Der Karstweißling, eine Schmetterlingsart aus dem Mittelmeerraum, hat eine bemerkenswerte Ausbreitung über die Alpen vollzogen und sich mittlerweile umfassend in Europa etabliert. Bis vor einigen Jahren war diese Art besonders in der Schweiz nur in kleinen Populationen im Wallis und im Tessin zu finden. Seit etwa 2005 hat der Karstweißling jedoch seine Reise Richtung Norden und Osten begonnen, sichtbare Nachweise gibt es mittlerweile sogar an der Nordsee, in Tschechien und Polen. In Mecklenburg-Vorpommern wurde die Art erstmals im Jahr 2020 dokumentiert, berichtet www.uni-greifswald.de.
Die genetische Vielfalt des Karstweißlings hat sich jedoch während dieser Ausbreitung erheblich verringert. Dr. Daniel Berner, Zoologe und Studienleiter an der Universität Basel, wies darauf hin, dass die Invasion des Schmetterlings mit einer genetischen Homogenisierung der Arten einhergeht. Gemeinsam mit einem Team von Forschenden aus Basel, Greifswald und dem Senckenberg Deutschen Entomologischen Institut untersuchte er, wie sich die Veränderungen auf die genetische Zusammensetzung der lokalen Populationen auswirkten. Ein Vergleich mit Museumsobjekten zeigte, dass ein Großteil des ursprünglichen Erbguts durch das der neuen Population ersetzt wurde.
Einblicke in die Forschung
Für die Studienautor*innen war es entscheidend, die Erbgutdaten von frischen Beständen mit denen von über Jahrzehnten gesammelten Museumsobjekten zu vergleichen. „Ohne diese historischen Referenzen hätten wir die genetische Veränderung möglicherweise nicht feststellen können“, erklärte Berner. Die Forschungsarbeit wurde durch die umfangreiche Sammlung des bekannten Schweizer Schmetterlingskundlers Heiner Ziegler unterstützt, der über Jahre hinweg Daten und Proben dieses Schmetterlings gesammelt hatte.
Ein weiterer Faktor, der zur schnellen Ausbreitung des Karstweißlings beiträgt, ist die Urbanisierung. Durch die Entwicklung städtischer Gebiete entstehen neue Lebensräume, in denen der Schmetterling ideale Bedingungen findet. Diese Art fliegt in der Regel nicht weit und bleibt in der Nähe ihrer Nahrungsquelle, die hauptsächlich aus Rucola und Bauernsenf besteht, Pflanzen, die auch in städtischen Gärten häufig anzutreffen sind.
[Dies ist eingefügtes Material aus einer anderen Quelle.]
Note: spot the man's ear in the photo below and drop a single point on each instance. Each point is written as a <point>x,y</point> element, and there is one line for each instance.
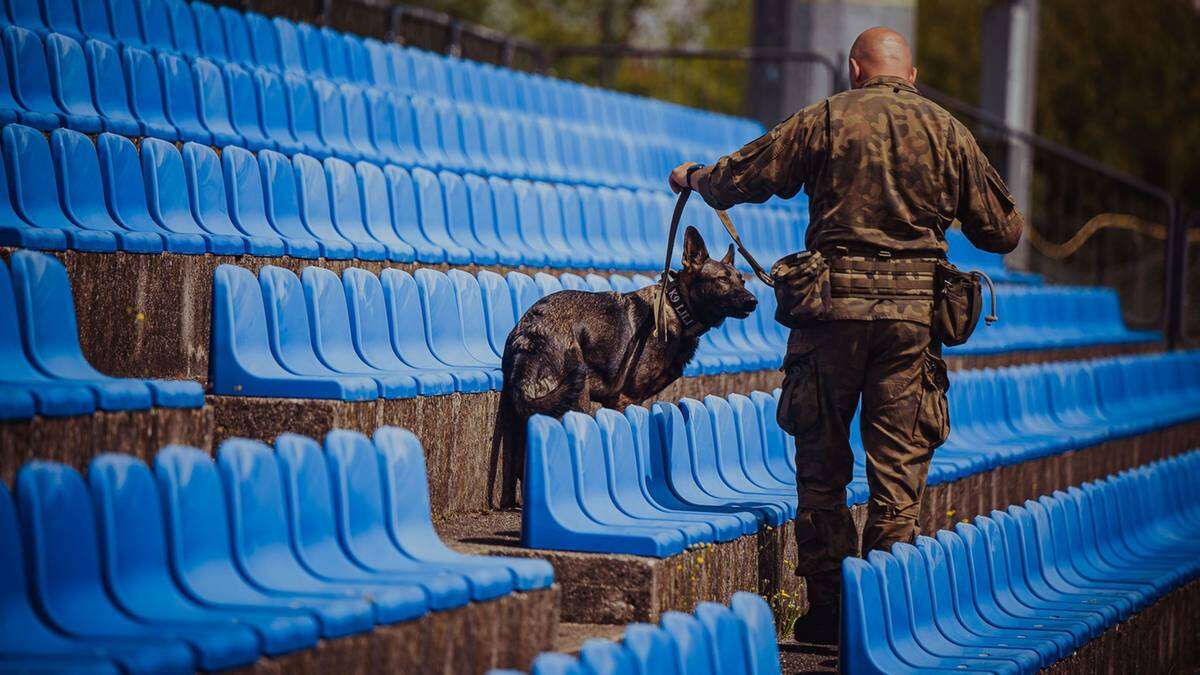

Besonders bemerkenswert ist, dass der Karstweißling sich in fünf bis sechs Generationen pro Jahr fortpflanzen kann. Dies ermöglicht es, rasch große Populationen in neu besiedelten Gebieten zu bilden und unterstützt seine Ausbreitung über weite Strecken. Es wird von den Forschenden angenommen, dass diese Art weiterhin expandieren wird, solange ihre Nahrungsquellen vorhanden sind.
Die zweischneidige Ausbreitung
Die Ausbreitung des Karstweißlings ist aus Naturschutzsicht ambivalent. Obwohl die Art in neu besiedelten Gebieten teilweise die Lebensräume des Menschen nutzt und keine direkte Konkurrenz mit einheimischen Schmetterlingen zu erwarten ist, geht mit dem Verlust der genetischen Vielfalt ein ernstes Problem einher. „Es ist ein beunruhigender Trend, dass die ursprüngliche genetische Vielfalt gefährdet ist, während die Art insgesamt an Anzahl zunimmt“, bemerkt Berner.
Obwohl gegenwärtig keine signifikanten genetischen Veränderungen innerhalb der expandierenden Population festgestellt wurden und der Klimawandel vermutlich keine Rolle in ihrer Ausbreitung spielt, gibt es noch viele unbeantwortete Fragen bezüglich des genauen Ursprungs und der Treiber dieser Invasion. Berner und sein Team planen, diese Aspekte weiter zu erforschen, um ein tieferes Verständnis für die Dynamiken des Karstweißlings zu gewinnen.
Die grundlegenden Erkenntnisse und die Bedeutung der Studie sind in der Veröffentlichung im Fachjournal „Current Biology“ zu finden. Diese bietet einen umfassenden Blick auf die genetische Homogenisierung und die Auswirkungen der Urbanisierung auf eine Art, die einst weitgehend ortsfremd war. In Anbetracht der aktuellen Dynamiken ist es von entscheidender Wichtigkeit, die Veränderungen in der genetischen Zusammensetzung und deren langfristige Folgen für die Biodiversität zu beachten.